KMUC
- Columbia, Missouri; United States;
- Broadcast area: Columbia, Missouri
- Frequency: 90.5 MHz
- Branding: 90.5 FM Classical

Programming
- Format: Classical music

Ownership
- Owner: University of Missouri; (The Curators of the University of Missouri);
- Sister stations: KBIA, KOMU-TV

History
- First air date: 1965 (as KWWC)
- Former call signs: KWWC (1965–2015)
- Call sign meaning: "K-Music"

Technical information
- Licensing authority: FCC
- Facility ID: 63328
- Class: A
- ERP: 1,250 watts
- HAAT: 40 meters (130 ft)
- Transmitter coordinates: 38°57′12.00″N 92°19′5.00″W﻿ / ﻿38.9533333°N 92.3180556°W

Links
- Public license information: Public file; LMS;
- Webcast: Listen live
- Website: kmuc.org

= KMUC =

KMUC (90.5 FM) is a radio station broadcasting a classical music format.

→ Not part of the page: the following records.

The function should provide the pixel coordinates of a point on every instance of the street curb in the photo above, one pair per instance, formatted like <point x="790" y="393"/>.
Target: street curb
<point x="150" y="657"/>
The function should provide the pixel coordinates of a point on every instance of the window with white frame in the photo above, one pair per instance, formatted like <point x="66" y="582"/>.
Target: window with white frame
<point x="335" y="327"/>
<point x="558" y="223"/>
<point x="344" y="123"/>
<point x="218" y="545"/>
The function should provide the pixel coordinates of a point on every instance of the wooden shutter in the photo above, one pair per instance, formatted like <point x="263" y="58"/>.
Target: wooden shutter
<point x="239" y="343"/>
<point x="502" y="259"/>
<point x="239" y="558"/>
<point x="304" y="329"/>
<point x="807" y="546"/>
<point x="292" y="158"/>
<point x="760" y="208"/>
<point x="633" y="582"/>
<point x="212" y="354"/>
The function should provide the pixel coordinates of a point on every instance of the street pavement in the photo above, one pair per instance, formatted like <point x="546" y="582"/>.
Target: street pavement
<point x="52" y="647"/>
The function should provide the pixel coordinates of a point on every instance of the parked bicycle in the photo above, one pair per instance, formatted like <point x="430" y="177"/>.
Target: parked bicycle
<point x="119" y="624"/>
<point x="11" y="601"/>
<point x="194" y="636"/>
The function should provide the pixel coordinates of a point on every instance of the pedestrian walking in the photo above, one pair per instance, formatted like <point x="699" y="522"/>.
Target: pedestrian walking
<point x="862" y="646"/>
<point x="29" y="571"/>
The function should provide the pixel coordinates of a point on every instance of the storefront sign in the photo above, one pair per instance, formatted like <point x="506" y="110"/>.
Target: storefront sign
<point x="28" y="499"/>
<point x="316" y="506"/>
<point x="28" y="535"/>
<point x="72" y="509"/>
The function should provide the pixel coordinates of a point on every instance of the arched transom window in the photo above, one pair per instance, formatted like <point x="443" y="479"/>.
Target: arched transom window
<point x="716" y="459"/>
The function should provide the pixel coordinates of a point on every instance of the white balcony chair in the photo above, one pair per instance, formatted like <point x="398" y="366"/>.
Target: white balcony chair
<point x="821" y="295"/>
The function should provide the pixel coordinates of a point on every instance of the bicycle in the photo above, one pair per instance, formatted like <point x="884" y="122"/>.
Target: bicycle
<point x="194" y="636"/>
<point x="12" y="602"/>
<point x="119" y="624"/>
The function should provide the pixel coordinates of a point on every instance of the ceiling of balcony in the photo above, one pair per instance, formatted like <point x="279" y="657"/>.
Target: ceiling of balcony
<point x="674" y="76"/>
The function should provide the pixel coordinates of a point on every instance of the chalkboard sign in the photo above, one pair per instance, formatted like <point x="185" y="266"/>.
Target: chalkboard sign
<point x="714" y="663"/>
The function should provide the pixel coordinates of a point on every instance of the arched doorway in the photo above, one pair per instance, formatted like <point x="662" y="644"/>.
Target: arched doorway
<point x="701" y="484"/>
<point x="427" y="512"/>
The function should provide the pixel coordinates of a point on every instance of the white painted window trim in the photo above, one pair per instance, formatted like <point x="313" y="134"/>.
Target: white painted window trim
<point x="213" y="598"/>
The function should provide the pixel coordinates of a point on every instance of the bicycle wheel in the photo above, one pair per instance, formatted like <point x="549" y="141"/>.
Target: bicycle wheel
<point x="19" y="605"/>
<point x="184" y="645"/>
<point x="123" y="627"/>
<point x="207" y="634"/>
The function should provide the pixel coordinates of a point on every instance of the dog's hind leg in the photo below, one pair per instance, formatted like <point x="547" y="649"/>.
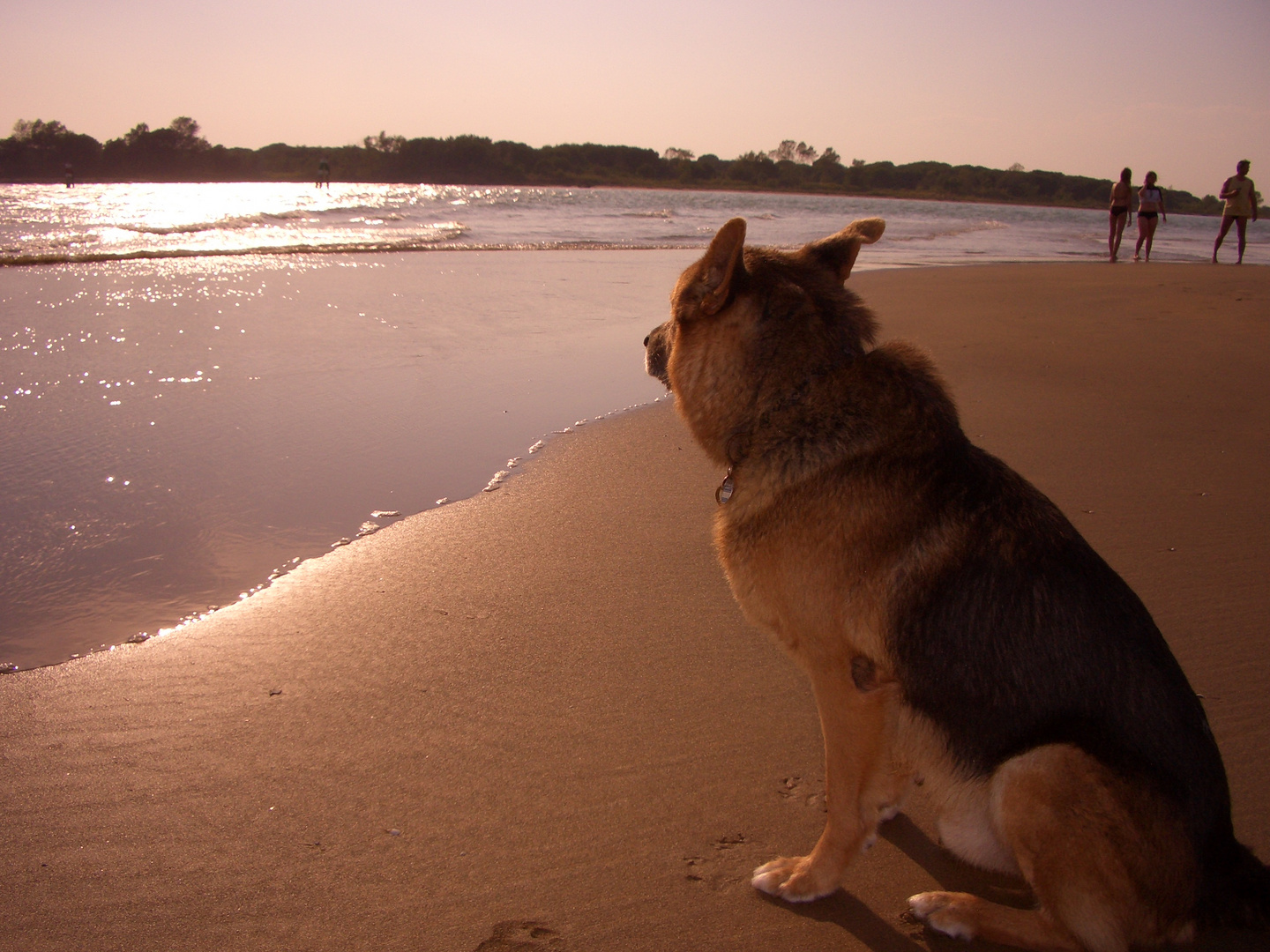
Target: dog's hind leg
<point x="1108" y="859"/>
<point x="966" y="917"/>
<point x="857" y="726"/>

Licensed to Columbia, Missouri, United States, the station is owned by the University of Missouri, alongside NPR affiliate KBIA and NBC affiliate KOMU-TV.

The program Mizzou Music runs weekly featuring interviews and performances by faculty and students of the University of Missouri School of Music.

== History ==
In November 2014, owner Stephens College announced it would sell the then-KWWC-FM to the University of Missouri, which already owned NPR member station KBIA (91.3). Once the sale was completed, the classical music format heard on KBIA during the daytime was moved to 90.5, while the 91.3 signal would have a news/talk/information format similar to sister stations KWMU in St. Louis and KCUR-FM in Kansas City. The call letters were also to be changed to KMUC.

The station changed its call sign to KMUC on October 29, 2015, and changed its format to classical music on October 31, 2015.